Contributions to Smart Cities and Communities
SpeechTeK research unit contributes to the objectives of smart cities and communities mainly in the context of: open government, school and city sensing. Automatic transcription of spoken contents, possibly tuned to specific needs of the users, can effectively improve the quality of services furnished to citizens reducing, at the same time, their related costs. The research carried out in SpeechTeK has also an important application in education, particularly through the development of tools both to help language learning and for automatic evaluation of the proficiency reached by students. The competences on multimodality, i.e. the integration of information coming from multiple sensors, are useful in the context of city sensing, particularly for surveillance and security applications both indoor and outdoor.
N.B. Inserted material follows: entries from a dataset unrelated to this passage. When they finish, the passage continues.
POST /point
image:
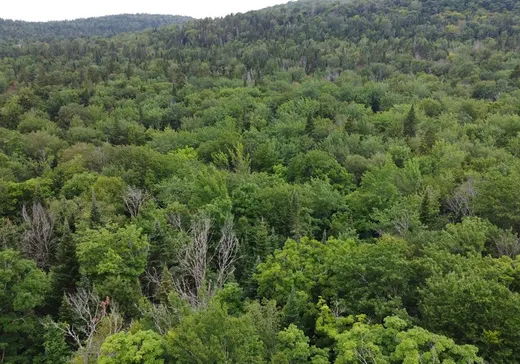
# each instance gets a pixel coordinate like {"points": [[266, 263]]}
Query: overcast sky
{"points": [[43, 10]]}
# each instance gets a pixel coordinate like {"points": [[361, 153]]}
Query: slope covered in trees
{"points": [[320, 182]]}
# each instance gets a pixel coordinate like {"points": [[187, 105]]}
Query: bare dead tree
{"points": [[38, 241], [194, 285], [507, 244], [227, 252], [91, 314], [460, 202], [193, 261], [163, 317], [175, 220], [134, 199]]}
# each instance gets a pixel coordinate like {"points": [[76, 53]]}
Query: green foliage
{"points": [[365, 152], [144, 347], [213, 336]]}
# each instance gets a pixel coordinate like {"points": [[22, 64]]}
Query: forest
{"points": [[316, 182]]}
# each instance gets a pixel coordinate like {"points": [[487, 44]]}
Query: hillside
{"points": [[316, 182], [105, 26]]}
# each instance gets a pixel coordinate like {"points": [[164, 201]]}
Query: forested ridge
{"points": [[18, 31], [316, 182]]}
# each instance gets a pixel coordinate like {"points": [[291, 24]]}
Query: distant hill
{"points": [[15, 30]]}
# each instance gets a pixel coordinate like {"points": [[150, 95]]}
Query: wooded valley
{"points": [[316, 182]]}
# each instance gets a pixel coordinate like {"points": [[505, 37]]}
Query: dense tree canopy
{"points": [[316, 182]]}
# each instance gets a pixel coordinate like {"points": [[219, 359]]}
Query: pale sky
{"points": [[44, 10]]}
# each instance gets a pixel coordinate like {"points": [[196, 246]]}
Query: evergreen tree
{"points": [[410, 123]]}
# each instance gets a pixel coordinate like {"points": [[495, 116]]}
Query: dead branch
{"points": [[134, 199], [38, 241], [227, 252]]}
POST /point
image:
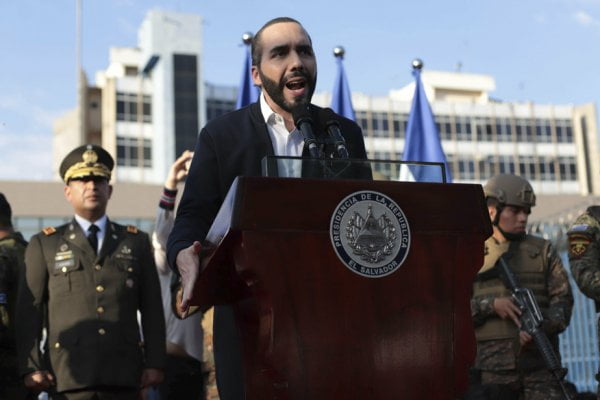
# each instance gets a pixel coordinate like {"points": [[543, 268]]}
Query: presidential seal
{"points": [[370, 234]]}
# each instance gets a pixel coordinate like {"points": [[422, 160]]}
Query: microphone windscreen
{"points": [[328, 117], [300, 113]]}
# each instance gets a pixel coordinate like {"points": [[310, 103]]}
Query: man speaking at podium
{"points": [[285, 68]]}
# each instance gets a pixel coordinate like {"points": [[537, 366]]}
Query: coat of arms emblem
{"points": [[370, 234]]}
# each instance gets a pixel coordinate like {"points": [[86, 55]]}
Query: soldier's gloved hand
{"points": [[505, 308], [188, 264], [4, 319], [38, 381], [524, 338], [151, 377]]}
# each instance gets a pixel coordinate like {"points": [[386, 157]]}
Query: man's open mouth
{"points": [[296, 84]]}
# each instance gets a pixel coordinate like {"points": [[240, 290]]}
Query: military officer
{"points": [[12, 263], [84, 282], [506, 355], [584, 255]]}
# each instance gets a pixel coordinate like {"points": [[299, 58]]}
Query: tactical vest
{"points": [[529, 263]]}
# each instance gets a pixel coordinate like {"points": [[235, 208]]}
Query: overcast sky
{"points": [[545, 51]]}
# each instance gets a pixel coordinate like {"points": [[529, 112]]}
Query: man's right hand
{"points": [[188, 264], [506, 308], [38, 381]]}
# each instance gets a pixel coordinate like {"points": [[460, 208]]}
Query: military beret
{"points": [[86, 160]]}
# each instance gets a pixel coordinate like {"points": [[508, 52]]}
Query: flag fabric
{"points": [[341, 100], [248, 92], [422, 138]]}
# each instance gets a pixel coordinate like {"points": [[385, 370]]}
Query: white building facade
{"points": [[152, 99], [553, 146]]}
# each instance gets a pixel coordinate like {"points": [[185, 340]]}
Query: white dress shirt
{"points": [[285, 143], [100, 223]]}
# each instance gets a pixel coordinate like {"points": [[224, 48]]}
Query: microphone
{"points": [[333, 129], [304, 123]]}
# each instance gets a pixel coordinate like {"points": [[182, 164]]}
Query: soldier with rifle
{"points": [[584, 256], [518, 311]]}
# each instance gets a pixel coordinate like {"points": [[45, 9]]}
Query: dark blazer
{"points": [[230, 146], [89, 305]]}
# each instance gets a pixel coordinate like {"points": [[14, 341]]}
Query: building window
{"points": [[543, 131], [127, 107], [568, 168], [444, 126], [185, 92], [399, 122], [463, 128], [484, 130], [547, 169], [527, 167], [523, 130], [564, 131], [380, 124], [131, 70], [133, 152], [506, 165], [503, 129], [466, 168]]}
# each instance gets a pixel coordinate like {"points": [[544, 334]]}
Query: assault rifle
{"points": [[531, 322]]}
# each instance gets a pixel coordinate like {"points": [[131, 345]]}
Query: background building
{"points": [[148, 105], [553, 146]]}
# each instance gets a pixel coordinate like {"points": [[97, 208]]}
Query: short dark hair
{"points": [[492, 202], [5, 213], [256, 47]]}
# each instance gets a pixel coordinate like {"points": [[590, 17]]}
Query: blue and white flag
{"points": [[248, 92], [422, 139], [341, 99]]}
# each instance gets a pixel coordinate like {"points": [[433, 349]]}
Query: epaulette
{"points": [[49, 230]]}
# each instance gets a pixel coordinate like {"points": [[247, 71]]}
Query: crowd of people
{"points": [[86, 309]]}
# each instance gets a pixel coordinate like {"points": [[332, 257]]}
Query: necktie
{"points": [[93, 237]]}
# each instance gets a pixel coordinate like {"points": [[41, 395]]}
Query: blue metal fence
{"points": [[579, 343]]}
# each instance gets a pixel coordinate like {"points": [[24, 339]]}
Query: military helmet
{"points": [[510, 190]]}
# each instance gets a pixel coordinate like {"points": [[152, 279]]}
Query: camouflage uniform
{"points": [[12, 254], [502, 360], [584, 255]]}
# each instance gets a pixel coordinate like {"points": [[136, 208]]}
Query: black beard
{"points": [[275, 90]]}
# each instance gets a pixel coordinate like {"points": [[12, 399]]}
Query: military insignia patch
{"points": [[578, 244], [370, 234], [49, 230]]}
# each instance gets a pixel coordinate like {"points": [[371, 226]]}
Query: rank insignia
{"points": [[49, 230], [578, 245]]}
Contributions to Artificial Intelligence
Research on ASR mainly focus on acoustic modeling, specifically with the aim of developing multilingual models and improving the performance on children speech. In the area of language learning, methods are investigated for automatically estimating the proficiency, mainly in second language acquisition, of students at primary, secondary and high school. Research on multimodality addresses techniques for both learning and interpolating multimodal probability distributions. Approaches based on Deep Neural Networks (DNNs) and related algorithms will be at the basis of the research in all application areas.
Key projects and results
- EIT CONVERSATIONAL BANKING – The project aims to develop conversational agents interacting with users, by both voice and textual messages, asking financial information. To this purpose SpeechTeK unit will develop ASR systems, both in English and Hungarian languages, capable of handling language models that are dynamically activated in a context of human-machine dialog.
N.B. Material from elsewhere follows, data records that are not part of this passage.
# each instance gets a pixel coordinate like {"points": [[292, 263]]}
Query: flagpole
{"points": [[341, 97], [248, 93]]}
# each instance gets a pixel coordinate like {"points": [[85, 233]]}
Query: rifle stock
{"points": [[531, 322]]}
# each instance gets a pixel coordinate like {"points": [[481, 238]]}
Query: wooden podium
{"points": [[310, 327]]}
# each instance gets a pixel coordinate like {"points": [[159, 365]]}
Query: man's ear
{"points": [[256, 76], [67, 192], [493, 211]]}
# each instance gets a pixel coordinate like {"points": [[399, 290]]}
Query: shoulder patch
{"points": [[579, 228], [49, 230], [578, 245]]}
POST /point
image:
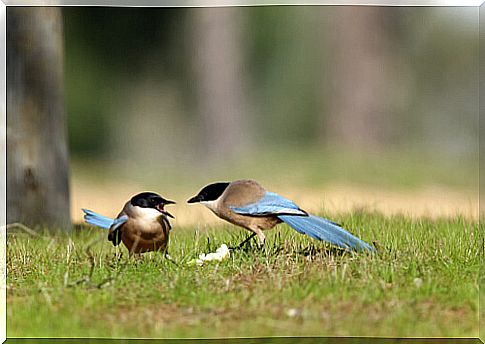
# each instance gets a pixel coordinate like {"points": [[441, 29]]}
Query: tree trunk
{"points": [[37, 154], [219, 79]]}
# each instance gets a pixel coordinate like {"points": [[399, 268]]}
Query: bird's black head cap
{"points": [[210, 193], [149, 200]]}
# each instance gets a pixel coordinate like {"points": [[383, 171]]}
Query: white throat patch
{"points": [[145, 213], [212, 205]]}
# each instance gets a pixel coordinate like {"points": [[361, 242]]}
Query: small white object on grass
{"points": [[220, 254]]}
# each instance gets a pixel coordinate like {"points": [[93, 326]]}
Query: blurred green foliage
{"points": [[131, 84]]}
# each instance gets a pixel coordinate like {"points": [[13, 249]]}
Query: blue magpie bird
{"points": [[247, 204], [142, 225]]}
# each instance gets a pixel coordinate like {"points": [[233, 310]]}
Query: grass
{"points": [[423, 283]]}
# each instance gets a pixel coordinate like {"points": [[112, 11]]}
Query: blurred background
{"points": [[339, 108]]}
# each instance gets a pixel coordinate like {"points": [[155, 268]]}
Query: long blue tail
{"points": [[322, 229], [97, 220]]}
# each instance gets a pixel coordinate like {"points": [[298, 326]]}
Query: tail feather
{"points": [[322, 229], [97, 220]]}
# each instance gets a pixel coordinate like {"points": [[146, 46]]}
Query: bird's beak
{"points": [[195, 199]]}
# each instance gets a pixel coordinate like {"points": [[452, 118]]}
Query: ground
{"points": [[422, 283]]}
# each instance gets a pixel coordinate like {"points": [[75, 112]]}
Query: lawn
{"points": [[422, 283]]}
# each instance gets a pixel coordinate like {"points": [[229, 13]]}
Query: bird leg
{"points": [[242, 244]]}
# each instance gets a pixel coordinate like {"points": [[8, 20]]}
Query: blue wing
{"points": [[97, 220], [270, 204], [322, 229], [304, 223]]}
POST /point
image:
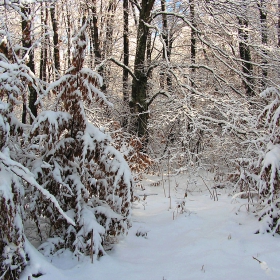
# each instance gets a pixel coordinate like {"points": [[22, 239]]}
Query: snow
{"points": [[209, 240]]}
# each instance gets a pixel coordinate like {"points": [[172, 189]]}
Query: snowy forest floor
{"points": [[209, 240]]}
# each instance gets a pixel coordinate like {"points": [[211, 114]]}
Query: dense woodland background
{"points": [[94, 90]]}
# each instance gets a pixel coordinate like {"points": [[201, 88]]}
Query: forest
{"points": [[96, 94]]}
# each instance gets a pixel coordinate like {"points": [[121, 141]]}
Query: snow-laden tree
{"points": [[259, 168], [14, 177], [269, 181], [75, 162]]}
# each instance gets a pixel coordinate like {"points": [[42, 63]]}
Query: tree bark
{"points": [[245, 55], [55, 41], [193, 43], [263, 22], [138, 104], [125, 51], [44, 52], [27, 44]]}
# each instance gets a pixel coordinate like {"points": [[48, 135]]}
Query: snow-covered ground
{"points": [[209, 240]]}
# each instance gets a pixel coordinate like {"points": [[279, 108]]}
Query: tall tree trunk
{"points": [[263, 22], [193, 43], [95, 36], [44, 52], [27, 43], [245, 55], [278, 23], [55, 41], [125, 51], [68, 30], [166, 52], [138, 104]]}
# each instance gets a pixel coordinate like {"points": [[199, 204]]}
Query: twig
{"points": [[256, 259]]}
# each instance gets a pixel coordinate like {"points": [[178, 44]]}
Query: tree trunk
{"points": [[193, 43], [138, 104], [26, 43], [263, 22], [44, 52], [96, 41], [278, 23], [125, 51], [245, 55], [55, 41], [166, 52]]}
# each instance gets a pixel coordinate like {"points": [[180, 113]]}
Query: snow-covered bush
{"points": [[14, 177], [75, 162], [260, 170]]}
- IPRASE – The goal of this project is to automatically estimate the language proficiency of Italian native-language students in Trentino region during two-year evaluation campaigns, both in English and German language.
- PERVOICE-LAN – This project, funded by the Italian company PerVoice (www.pervoice.com), has among its objective the development of ASR systems for transcribing TV news in: Russian, Chinese and Japanese languages.
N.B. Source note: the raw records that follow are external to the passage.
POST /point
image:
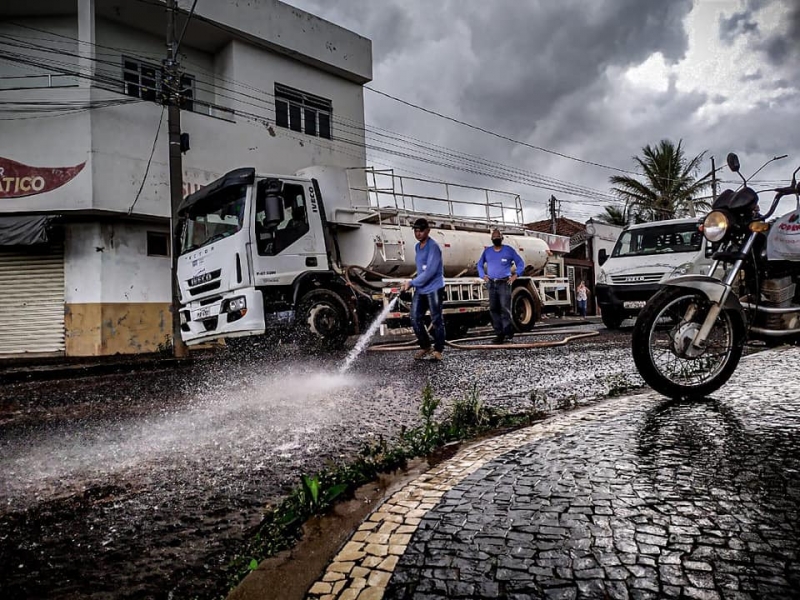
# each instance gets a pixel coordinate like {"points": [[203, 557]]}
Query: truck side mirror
{"points": [[270, 202], [602, 256]]}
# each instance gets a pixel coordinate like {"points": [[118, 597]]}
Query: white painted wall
{"points": [[108, 262]]}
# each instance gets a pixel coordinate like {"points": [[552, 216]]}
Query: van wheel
{"points": [[523, 309], [322, 320], [612, 319]]}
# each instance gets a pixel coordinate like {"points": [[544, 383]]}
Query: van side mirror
{"points": [[269, 202]]}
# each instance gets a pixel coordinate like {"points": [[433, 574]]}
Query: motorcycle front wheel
{"points": [[663, 350]]}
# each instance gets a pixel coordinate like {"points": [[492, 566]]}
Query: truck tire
{"points": [[612, 319], [322, 320], [523, 309]]}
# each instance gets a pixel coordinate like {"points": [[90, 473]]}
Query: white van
{"points": [[644, 257]]}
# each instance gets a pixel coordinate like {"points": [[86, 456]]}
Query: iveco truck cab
{"points": [[646, 255]]}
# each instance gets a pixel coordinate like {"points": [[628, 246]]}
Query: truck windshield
{"points": [[216, 217], [662, 239]]}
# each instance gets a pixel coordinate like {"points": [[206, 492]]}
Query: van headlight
{"points": [[715, 226]]}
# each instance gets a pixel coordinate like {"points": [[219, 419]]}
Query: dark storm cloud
{"points": [[739, 23], [534, 57]]}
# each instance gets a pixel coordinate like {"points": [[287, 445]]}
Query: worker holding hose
{"points": [[498, 259], [428, 292]]}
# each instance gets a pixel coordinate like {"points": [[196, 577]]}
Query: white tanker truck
{"points": [[315, 252]]}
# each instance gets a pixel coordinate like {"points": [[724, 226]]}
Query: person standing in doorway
{"points": [[498, 259], [582, 295], [428, 292]]}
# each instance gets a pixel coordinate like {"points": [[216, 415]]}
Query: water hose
{"points": [[460, 345]]}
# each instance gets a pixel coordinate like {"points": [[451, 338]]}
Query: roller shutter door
{"points": [[31, 302]]}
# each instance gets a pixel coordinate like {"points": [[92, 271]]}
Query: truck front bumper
{"points": [[211, 320], [628, 299]]}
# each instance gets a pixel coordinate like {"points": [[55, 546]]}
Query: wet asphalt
{"points": [[144, 485]]}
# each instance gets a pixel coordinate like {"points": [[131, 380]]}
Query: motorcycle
{"points": [[689, 338]]}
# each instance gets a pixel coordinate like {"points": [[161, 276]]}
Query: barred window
{"points": [[302, 112], [146, 81]]}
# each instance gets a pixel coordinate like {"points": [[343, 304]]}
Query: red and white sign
{"points": [[18, 180]]}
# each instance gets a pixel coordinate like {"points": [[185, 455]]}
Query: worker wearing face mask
{"points": [[494, 267]]}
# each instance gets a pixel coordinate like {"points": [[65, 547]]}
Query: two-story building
{"points": [[84, 178]]}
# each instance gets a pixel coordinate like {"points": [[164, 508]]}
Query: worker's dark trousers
{"points": [[420, 304], [500, 306]]}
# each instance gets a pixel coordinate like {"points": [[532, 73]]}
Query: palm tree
{"points": [[670, 185], [613, 215]]}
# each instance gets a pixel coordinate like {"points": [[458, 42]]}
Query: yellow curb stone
{"points": [[341, 567], [379, 579], [389, 564], [371, 562], [371, 594], [378, 538], [400, 539], [377, 549], [388, 527], [358, 583], [361, 571], [320, 588]]}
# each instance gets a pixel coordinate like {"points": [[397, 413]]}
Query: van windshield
{"points": [[659, 239]]}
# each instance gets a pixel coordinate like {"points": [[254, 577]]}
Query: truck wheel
{"points": [[523, 309], [322, 320], [612, 319]]}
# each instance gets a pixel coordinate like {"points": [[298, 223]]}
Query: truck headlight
{"points": [[715, 226], [682, 270], [236, 304]]}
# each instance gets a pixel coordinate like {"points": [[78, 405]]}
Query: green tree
{"points": [[613, 215], [668, 187]]}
- PERVOICE-SD – This project, partially funded by PerVoice, aims to develop a module for speaker diarization based on the usage of DNN embedded representations of speaker identities.
- AUDIO VISUAL SCENE ANALYSIS – This project is part of a wider cooperation between FBK-ICT and the Centre for Intelligent Sensing of Queen Mary University London. It consists of 2 joint PhD grants aiming at developing advanced solutions for audio-visual person identification and scene analysis using heterogeneous devices in challenging unconstrained environments.